We start our process by listening. We send out a questionnaire to the customer about their current way of working, asking about the radiologists’ monitor setup, roles and permissions, and automatic urgency, just to name a few areas.
Next, we combine their answers with our workflow best practices to create a customized blueprint. The customer then only needs to review this blueprint. “We try to come as close to perfect as we possibly can during the first review with the customer. That is why these questionnaires have immense value. While best practices say something about the most efficient way of working, we cannot automatically apply that for every hospital. A small local hospital will have different needs than a large university hospital. The questionnaire helps us get a complete overview to make the transition as seamless as possible,” says Robin.

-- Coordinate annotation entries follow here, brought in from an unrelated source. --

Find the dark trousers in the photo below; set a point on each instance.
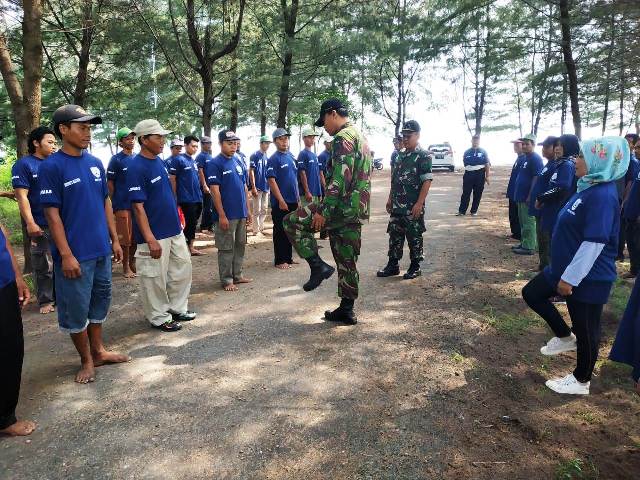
(585, 321)
(632, 233)
(11, 354)
(206, 222)
(472, 182)
(282, 249)
(191, 213)
(514, 221)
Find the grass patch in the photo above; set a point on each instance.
(510, 323)
(577, 469)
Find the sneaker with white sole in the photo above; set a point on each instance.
(568, 385)
(557, 345)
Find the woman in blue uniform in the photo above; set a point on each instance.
(583, 251)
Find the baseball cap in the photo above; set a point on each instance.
(150, 126)
(550, 140)
(227, 136)
(328, 106)
(123, 132)
(280, 132)
(411, 126)
(528, 137)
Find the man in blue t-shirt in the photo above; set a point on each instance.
(529, 168)
(259, 184)
(117, 183)
(24, 179)
(74, 195)
(227, 180)
(309, 174)
(476, 173)
(162, 255)
(14, 295)
(283, 182)
(206, 219)
(185, 182)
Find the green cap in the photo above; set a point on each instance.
(123, 132)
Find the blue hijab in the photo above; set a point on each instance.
(607, 160)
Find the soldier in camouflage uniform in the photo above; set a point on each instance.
(410, 181)
(341, 211)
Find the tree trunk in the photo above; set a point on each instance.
(570, 65)
(263, 116)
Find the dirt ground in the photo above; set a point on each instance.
(441, 378)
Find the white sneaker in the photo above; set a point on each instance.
(559, 345)
(568, 385)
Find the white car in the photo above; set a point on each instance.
(442, 156)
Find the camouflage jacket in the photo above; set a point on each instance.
(410, 171)
(348, 177)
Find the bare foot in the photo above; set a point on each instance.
(21, 428)
(86, 374)
(47, 308)
(106, 357)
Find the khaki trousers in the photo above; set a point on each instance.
(165, 282)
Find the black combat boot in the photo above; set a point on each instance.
(390, 269)
(414, 270)
(319, 271)
(342, 314)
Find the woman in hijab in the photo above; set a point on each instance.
(583, 250)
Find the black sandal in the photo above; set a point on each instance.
(169, 326)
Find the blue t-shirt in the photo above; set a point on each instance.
(308, 162)
(323, 160)
(530, 166)
(77, 186)
(185, 169)
(474, 157)
(7, 275)
(592, 215)
(258, 162)
(282, 167)
(24, 174)
(148, 183)
(561, 174)
(511, 187)
(117, 173)
(229, 175)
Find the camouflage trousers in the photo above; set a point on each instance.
(344, 238)
(401, 227)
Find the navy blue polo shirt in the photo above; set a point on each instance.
(185, 169)
(7, 275)
(258, 163)
(77, 186)
(229, 175)
(148, 183)
(282, 167)
(24, 174)
(561, 175)
(530, 166)
(475, 157)
(117, 173)
(308, 162)
(592, 215)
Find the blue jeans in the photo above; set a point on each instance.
(85, 299)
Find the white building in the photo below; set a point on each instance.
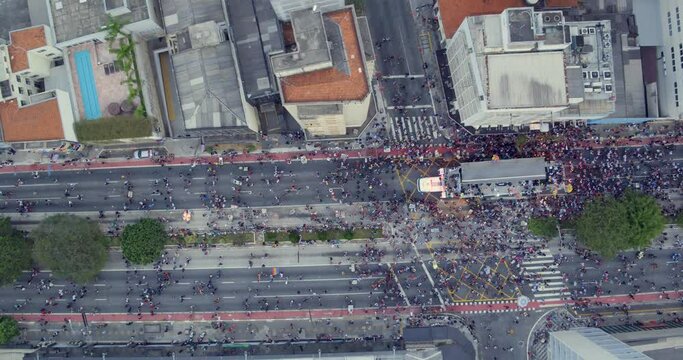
(588, 344)
(523, 67)
(659, 26)
(29, 111)
(325, 83)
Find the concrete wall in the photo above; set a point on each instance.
(64, 103)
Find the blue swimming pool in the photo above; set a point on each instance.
(86, 81)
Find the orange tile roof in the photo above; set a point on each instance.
(21, 41)
(453, 12)
(40, 121)
(332, 84)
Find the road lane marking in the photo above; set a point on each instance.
(314, 280)
(32, 185)
(312, 295)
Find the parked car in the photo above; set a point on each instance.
(144, 154)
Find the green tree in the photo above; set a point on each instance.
(603, 226)
(545, 227)
(9, 329)
(143, 242)
(70, 246)
(15, 252)
(645, 218)
(608, 225)
(293, 236)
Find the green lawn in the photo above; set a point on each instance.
(238, 239)
(329, 235)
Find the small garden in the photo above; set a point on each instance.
(122, 45)
(110, 128)
(293, 237)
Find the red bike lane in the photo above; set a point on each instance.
(467, 308)
(92, 164)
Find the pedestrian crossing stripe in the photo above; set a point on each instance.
(410, 128)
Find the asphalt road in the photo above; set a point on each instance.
(654, 272)
(292, 288)
(193, 187)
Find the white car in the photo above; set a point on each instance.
(144, 154)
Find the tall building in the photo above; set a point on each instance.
(527, 68)
(588, 344)
(324, 80)
(660, 29)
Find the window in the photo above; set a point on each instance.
(676, 93)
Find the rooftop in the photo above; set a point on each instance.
(526, 80)
(76, 18)
(208, 87)
(453, 12)
(40, 121)
(14, 14)
(256, 33)
(504, 170)
(346, 80)
(22, 41)
(312, 51)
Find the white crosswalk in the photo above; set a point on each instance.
(544, 278)
(414, 128)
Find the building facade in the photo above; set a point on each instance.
(30, 110)
(527, 68)
(325, 83)
(660, 27)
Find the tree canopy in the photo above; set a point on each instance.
(15, 252)
(70, 246)
(543, 226)
(142, 243)
(9, 329)
(608, 225)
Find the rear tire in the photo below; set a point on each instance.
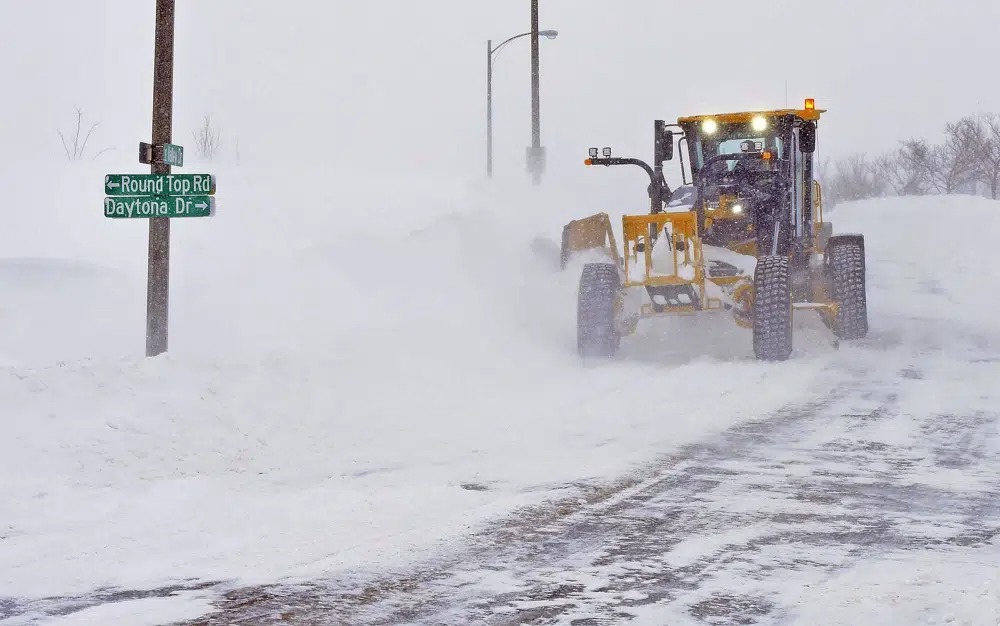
(597, 307)
(772, 309)
(847, 275)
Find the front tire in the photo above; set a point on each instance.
(597, 308)
(772, 309)
(849, 291)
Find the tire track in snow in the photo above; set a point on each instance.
(721, 531)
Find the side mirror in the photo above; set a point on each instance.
(668, 145)
(663, 143)
(807, 138)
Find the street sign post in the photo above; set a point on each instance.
(173, 155)
(159, 184)
(147, 207)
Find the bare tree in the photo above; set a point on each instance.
(207, 139)
(951, 164)
(905, 170)
(853, 178)
(76, 147)
(987, 157)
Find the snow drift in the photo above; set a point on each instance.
(356, 376)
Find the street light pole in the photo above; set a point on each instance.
(536, 132)
(491, 54)
(489, 108)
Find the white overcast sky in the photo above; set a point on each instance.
(401, 83)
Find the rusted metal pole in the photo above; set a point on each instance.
(158, 271)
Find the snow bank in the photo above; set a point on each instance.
(360, 371)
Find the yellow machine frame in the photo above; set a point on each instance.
(637, 260)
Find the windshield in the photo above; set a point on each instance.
(734, 140)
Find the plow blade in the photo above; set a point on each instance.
(589, 233)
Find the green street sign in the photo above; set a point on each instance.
(159, 185)
(145, 207)
(173, 155)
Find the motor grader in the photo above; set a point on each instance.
(745, 237)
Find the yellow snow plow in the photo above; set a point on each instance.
(746, 236)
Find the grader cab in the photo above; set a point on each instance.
(746, 237)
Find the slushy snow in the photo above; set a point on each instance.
(359, 377)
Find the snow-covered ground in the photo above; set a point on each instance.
(360, 374)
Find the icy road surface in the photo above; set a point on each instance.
(314, 452)
(873, 503)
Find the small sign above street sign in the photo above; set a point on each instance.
(167, 154)
(146, 207)
(159, 184)
(173, 155)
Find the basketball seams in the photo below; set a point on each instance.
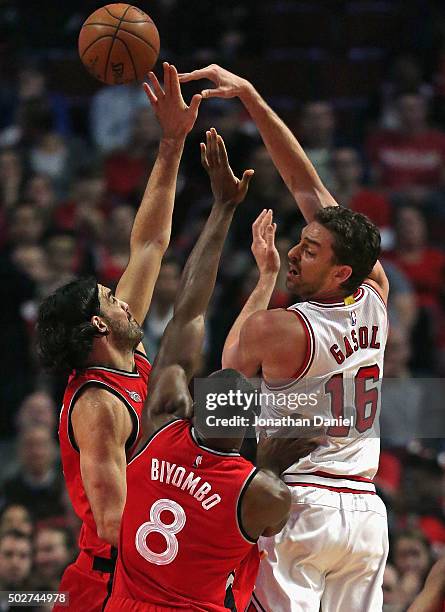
(95, 41)
(114, 38)
(148, 20)
(140, 38)
(130, 56)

Afterwards, we create an extensive proposal for the workflow and, together with the customer, review it step by step—going over roles and permissions, layout, worklists and display protocols, reporting and add-ons.
“We usually combine review days with training,” says Robin. “It is common to train PACS administrators for four to five days at the beginning of a project. But these projects can take months, and something that was explained four months ago might not be as clear now. That’s why we share the knowledge exactly when they need it.” The next step in the process is optimizing the workflows and fine-tuning them based on feedback, after which we are ready for go-live.
“After going live, I usually go back to the customer for several days to assess whether they are using the system to its full potential,” says Robin. “It’s a shame if a hospital buys a feature but it gets snowed under after implementation.”